Economists eye view on unemployment.

Unemployment Rate in India is reported by Ministry of Labour and Employment, India. Unemployment Rate in India decreased to 4.90 percent in 2013-14 from 5.20 percent in 2012. It averaged 7.32 percent from 1983 until 2013, reaching an all time high of 9.40 percent in 2009 and a record low of 4.90 percent in 2013-14.

Sector

Male

Female

(in percent)
Total

Rural

4.2

6.4

4.7

Urban

3.9

12.4

5.5

Rural + Urban

4.1

7.7

4.9

The Annual Employment & Unemployment Survey 2013-14, show that majority of the persons are employed in the primary sector. Under Agriculture, Forestry and Fishing sector, 46.9 per cent persons are estimated as employed. This is the first time the employment in primary sector has fallen less than 50%.

According to the reports by NSSO, illiterate population has the lowest unemployment rate. Because this segment of the society is ready to do low paying jobs. On the other hand youth is now more interested in skill based job as salary is better. This has been shown by an increase in the education loans in India. As per the data by Reserve Bank of India, in the past four years, outstanding education loan in the category of personal loan has almost doubled. Also there is a rise in the number of defaulters of education loan that clearly indicates the unemployment state in India especially for students who are looking for a job is bad.

So now coming to the title of this essay, there are 4 major theories on why unemployment is prevailing in an economy.
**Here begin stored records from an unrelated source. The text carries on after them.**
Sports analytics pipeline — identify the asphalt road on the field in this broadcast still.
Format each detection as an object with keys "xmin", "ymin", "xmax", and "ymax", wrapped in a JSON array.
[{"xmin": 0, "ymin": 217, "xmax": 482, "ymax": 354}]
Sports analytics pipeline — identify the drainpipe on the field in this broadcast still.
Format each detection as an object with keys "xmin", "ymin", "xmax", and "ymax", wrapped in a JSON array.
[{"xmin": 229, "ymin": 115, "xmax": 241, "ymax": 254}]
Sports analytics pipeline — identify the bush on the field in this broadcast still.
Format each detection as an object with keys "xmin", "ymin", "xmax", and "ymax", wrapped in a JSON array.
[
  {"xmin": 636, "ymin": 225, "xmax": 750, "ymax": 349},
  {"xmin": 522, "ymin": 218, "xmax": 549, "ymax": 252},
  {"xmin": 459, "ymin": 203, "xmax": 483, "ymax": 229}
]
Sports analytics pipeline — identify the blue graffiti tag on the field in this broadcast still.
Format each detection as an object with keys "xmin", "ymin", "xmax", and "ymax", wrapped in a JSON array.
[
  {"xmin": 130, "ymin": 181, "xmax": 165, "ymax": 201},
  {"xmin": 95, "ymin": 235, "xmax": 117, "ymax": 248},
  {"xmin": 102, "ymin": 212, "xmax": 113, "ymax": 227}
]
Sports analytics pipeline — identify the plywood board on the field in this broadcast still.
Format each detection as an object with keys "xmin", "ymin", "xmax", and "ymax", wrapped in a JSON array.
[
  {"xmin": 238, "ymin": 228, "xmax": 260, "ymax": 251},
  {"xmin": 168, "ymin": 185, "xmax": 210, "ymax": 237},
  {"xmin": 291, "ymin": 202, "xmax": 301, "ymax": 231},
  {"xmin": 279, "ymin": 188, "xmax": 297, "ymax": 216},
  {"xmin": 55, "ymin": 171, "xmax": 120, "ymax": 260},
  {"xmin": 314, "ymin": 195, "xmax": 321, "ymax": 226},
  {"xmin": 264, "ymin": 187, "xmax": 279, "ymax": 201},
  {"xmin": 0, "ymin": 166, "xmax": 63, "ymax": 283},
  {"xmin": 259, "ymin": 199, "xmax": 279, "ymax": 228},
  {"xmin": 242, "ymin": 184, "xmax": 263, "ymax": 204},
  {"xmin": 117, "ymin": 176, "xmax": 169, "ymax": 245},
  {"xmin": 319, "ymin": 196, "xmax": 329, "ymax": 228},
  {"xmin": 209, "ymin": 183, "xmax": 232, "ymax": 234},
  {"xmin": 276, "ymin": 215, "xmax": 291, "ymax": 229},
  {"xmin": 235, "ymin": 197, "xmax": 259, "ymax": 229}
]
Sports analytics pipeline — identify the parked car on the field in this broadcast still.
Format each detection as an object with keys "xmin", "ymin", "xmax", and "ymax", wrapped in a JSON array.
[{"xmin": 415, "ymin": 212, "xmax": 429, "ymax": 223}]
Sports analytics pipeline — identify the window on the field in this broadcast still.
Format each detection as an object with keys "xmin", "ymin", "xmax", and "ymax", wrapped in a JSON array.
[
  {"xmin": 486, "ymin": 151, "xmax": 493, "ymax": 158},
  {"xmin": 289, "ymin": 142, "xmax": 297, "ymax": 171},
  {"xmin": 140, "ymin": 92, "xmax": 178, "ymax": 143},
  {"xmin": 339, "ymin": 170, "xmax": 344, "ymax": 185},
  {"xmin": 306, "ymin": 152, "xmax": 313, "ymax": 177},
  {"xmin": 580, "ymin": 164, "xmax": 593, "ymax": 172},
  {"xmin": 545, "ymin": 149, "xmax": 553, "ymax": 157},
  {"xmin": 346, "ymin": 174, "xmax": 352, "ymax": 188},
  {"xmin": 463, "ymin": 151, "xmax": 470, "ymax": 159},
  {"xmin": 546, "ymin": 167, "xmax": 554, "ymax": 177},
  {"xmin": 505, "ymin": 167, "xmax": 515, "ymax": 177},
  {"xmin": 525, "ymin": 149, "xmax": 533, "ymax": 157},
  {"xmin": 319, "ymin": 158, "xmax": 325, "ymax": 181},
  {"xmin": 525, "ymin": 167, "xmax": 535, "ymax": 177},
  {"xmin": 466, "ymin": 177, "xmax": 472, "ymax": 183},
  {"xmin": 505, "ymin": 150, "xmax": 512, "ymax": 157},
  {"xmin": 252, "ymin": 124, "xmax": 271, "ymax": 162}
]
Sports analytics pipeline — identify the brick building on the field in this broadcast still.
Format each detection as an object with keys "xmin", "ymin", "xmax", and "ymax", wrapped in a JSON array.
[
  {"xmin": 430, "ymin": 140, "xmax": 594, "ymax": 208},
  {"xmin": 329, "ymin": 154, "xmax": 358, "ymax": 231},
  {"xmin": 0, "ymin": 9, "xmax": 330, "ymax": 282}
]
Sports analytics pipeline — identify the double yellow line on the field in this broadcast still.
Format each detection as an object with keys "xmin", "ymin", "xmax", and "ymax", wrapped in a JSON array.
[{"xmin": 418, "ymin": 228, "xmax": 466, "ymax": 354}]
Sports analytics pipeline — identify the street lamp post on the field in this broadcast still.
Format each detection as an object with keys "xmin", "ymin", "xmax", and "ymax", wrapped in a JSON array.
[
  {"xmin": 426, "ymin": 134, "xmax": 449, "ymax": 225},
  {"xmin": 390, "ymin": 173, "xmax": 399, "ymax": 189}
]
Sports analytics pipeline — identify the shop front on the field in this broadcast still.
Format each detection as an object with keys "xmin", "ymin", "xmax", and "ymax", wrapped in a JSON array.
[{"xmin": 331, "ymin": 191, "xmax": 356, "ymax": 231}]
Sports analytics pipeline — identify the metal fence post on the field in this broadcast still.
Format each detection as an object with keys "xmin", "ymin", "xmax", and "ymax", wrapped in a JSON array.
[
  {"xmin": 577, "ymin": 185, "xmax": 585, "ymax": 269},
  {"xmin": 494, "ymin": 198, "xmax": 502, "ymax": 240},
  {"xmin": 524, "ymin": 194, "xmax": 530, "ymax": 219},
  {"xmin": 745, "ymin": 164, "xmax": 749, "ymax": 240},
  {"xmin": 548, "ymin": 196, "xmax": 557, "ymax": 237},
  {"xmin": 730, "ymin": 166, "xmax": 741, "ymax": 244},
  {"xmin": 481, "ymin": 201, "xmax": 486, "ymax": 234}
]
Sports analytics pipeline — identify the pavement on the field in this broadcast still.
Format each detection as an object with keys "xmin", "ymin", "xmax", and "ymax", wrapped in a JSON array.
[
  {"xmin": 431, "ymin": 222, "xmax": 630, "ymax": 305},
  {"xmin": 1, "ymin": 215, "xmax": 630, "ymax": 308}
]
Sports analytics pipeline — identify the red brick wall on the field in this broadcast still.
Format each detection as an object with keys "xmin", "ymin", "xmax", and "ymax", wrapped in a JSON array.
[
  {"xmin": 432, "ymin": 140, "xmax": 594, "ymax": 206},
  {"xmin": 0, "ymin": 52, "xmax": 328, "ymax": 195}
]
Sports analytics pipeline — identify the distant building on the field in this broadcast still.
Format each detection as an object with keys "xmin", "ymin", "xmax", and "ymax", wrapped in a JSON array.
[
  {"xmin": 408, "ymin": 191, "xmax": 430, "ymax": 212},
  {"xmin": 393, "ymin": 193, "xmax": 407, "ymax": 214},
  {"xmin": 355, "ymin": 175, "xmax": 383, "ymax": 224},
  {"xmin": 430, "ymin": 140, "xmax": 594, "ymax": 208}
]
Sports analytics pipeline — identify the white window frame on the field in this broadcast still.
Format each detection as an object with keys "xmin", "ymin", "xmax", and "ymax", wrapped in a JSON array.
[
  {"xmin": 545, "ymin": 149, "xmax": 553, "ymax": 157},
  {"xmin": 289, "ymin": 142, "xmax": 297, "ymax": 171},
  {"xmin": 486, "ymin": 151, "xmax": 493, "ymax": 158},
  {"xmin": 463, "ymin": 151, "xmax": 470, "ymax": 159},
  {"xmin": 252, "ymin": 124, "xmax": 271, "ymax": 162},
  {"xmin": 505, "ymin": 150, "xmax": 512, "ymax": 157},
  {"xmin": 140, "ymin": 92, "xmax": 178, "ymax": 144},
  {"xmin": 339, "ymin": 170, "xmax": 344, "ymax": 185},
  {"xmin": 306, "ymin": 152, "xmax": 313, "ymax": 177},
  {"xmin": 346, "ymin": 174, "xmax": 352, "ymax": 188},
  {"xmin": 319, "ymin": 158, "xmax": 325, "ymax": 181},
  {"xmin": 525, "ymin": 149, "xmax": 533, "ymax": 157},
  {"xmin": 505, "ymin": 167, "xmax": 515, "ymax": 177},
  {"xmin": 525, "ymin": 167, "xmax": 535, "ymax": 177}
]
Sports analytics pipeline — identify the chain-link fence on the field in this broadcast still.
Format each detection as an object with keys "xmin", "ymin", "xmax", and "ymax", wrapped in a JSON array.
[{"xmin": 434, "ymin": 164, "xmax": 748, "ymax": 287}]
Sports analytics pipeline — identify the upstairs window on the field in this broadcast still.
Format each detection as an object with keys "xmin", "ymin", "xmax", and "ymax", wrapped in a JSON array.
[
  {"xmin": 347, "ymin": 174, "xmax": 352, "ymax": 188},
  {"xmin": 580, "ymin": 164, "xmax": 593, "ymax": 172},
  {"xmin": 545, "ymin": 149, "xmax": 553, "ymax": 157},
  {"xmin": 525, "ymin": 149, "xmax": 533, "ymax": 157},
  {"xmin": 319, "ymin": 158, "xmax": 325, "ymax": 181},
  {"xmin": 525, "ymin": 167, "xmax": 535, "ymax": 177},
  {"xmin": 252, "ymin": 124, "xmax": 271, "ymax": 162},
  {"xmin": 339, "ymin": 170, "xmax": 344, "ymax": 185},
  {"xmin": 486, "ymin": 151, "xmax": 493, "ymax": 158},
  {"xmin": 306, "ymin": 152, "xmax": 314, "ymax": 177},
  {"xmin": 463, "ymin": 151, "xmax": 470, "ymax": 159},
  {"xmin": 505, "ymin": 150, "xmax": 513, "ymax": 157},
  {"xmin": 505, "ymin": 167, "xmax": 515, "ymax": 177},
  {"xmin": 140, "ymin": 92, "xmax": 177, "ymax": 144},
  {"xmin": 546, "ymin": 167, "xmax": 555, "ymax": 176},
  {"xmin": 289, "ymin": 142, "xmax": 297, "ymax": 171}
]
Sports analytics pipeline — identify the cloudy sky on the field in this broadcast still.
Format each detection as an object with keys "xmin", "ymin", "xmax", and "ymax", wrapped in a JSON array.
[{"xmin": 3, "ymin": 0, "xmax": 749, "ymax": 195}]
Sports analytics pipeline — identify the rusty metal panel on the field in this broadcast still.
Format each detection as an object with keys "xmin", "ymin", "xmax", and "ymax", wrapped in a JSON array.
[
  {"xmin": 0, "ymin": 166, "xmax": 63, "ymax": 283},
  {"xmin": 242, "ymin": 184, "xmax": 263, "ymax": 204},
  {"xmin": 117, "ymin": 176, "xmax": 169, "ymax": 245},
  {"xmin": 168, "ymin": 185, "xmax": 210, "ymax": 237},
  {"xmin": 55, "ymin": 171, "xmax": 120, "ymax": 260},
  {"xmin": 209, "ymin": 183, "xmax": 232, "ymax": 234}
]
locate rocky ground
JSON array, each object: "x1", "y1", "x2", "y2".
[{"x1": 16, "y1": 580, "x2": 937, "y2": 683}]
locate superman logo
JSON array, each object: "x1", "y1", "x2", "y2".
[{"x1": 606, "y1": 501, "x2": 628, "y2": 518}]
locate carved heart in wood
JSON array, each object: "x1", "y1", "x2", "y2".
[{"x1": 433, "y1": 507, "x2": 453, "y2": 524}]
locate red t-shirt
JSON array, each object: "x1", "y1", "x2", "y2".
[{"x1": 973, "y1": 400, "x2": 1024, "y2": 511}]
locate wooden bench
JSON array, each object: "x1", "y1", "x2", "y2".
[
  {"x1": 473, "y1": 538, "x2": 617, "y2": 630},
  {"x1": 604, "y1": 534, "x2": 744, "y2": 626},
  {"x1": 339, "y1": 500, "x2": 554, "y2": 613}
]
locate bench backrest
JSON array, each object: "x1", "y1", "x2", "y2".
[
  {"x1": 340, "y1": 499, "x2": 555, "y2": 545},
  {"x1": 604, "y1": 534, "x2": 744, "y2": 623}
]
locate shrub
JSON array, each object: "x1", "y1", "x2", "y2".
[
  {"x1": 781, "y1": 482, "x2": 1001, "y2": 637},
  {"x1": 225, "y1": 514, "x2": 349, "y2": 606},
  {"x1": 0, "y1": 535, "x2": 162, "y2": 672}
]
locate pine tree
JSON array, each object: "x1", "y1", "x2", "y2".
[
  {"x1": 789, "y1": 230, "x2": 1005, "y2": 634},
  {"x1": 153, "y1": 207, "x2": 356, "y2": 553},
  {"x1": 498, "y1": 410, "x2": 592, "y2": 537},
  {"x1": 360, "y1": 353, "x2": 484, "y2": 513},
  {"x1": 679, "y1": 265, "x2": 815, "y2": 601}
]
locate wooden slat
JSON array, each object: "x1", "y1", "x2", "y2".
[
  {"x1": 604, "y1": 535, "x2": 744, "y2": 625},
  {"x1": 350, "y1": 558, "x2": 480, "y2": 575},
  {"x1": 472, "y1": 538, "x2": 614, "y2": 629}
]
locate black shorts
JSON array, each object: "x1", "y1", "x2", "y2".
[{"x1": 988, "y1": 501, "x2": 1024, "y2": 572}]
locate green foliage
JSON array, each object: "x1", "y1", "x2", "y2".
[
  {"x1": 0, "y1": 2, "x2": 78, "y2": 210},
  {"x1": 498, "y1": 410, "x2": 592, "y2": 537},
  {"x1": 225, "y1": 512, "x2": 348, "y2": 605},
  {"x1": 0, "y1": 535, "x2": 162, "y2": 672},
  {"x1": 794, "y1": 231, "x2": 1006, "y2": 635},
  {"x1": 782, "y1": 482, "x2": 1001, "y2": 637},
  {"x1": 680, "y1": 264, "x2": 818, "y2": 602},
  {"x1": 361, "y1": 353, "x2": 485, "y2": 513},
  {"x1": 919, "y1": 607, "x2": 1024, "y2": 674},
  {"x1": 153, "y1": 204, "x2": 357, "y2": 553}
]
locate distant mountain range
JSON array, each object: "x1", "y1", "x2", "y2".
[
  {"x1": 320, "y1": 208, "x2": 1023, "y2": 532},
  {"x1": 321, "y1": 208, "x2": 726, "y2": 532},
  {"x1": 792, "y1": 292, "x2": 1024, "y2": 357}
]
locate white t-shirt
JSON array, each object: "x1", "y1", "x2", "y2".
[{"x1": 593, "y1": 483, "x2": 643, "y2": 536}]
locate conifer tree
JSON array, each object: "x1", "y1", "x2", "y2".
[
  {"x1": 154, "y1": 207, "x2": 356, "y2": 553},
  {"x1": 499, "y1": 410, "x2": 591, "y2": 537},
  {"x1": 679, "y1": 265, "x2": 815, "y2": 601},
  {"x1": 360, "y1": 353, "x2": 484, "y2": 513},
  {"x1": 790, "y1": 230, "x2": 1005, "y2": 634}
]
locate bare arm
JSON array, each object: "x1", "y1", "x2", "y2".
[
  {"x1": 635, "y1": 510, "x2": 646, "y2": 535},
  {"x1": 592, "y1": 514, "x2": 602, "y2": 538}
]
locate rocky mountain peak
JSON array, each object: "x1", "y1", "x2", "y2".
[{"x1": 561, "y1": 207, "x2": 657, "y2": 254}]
The main assumption is Walrasian Labour Market conditions, there are jobs in the firms and there are unemployed workers, if known about these vacancies the unemployed workers would immediately bid down wages until supply and demand for labour are balanced.

In such a scenario if there is unemployment in the economy, there are four theories of the firm on why it is not hiring an unemployed worker, who offers to work at a marginally lower wage, also claiming to be identical to the firm’s current workers.

These responses are:

  1. If the firms accept such an offer made by the unemployed worker, then the market condition satisfied. All the observed unemployment is voluntary unemployment i.e, unemployment of people moving between jobs and those who are ready to work only at wages higher that the prevalent wage rate. This is the neoclassical model of unemployment.

  2. When the firm rejects the offer of the unemployed on the premise that the unemployed is not in fact identical to its own workers. In this view, the labour, market is not a market for a homogeneous commodity. Each job is unique and requires the unique skill that is embodied in the person. The unemployed workers are matched with existing vacancies not through the market, but through a complex process of search and match.

  3. Even though the firm would like to cut the wages and employ the additional worker, it cannot do this because it is bound by implicit and explicit agreements with its workers, arrived through collective bargaining, regarding the wages that have to be paid. In such contracting models wages are institutionally determined.

  4. The firm doesn’t want to reduce the wages, it believes that the benefits accruing to it from higher wages are more than the costs of maintaining the wages high. Higher wages impart benefits to the employing firm by improving the efficiency of labour. This is an efficiency-wage model.